Much of the news coverage focused on the fact that only 34 percent of the public gave President Obama a grade of A or B for his education policies, compared with 45 percent last year. But there wasn’t a lot of evidence that the public knows what the president’s education policies are.
In fact, only 20 percent of respondents were aware that any federal stimulus money went for education when the American Recovery and Reinvestment Act allocated $100 billion for schools.
The public claimed teacher effectiveness is the No. 1 issue facing the schools, putting it in synch with the Obama administration. The poll also found increasing support for charter schools, an administration priority.

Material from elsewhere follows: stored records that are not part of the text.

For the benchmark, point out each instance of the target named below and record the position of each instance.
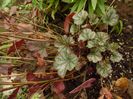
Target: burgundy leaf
(16, 45)
(6, 69)
(34, 88)
(14, 94)
(67, 22)
(31, 77)
(13, 10)
(106, 93)
(85, 84)
(58, 87)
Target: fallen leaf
(39, 47)
(16, 45)
(130, 88)
(58, 87)
(14, 94)
(23, 27)
(67, 22)
(34, 88)
(31, 77)
(6, 69)
(86, 84)
(122, 83)
(104, 92)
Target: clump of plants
(39, 63)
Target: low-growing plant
(98, 47)
(43, 61)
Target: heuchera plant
(100, 50)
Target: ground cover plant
(61, 49)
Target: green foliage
(104, 68)
(94, 57)
(86, 34)
(65, 60)
(6, 3)
(36, 96)
(63, 43)
(80, 17)
(116, 57)
(110, 18)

But respondents did seem to disagree with the administration’s “school turnaround” approach, which prescribes closing failing schools or removing principals and/or teachers. While the public supported rigorous evaluation of teachers, 60 percent said the purpose should be to help teachers improve, while only 26 percent said evaluations should be used to fire ineffective teachers and 13 percent to set teacher salaries.
As usual, the survey found that people gave much higher grades to schools in their own communities – and especially to their children’s schools – than to the “nation’s schools.” But all the schools, like all the children, can’t be above average. “The great challenge is that Americans like the schools they know, even if they’re not all terrific schools,” PDK executive director William Bushaw told the Bloomington Herald-Times (subscription required).
How do we know when teachers are effective?
Citing the case of Jackie Macal, the teacher at Bloomington’s Batchelor Middle School who won state recognition for her accomplishments but was (temporarily) on a layoff list, they wade into the question of whether teacher retention should be based on effectiveness rather than seniority.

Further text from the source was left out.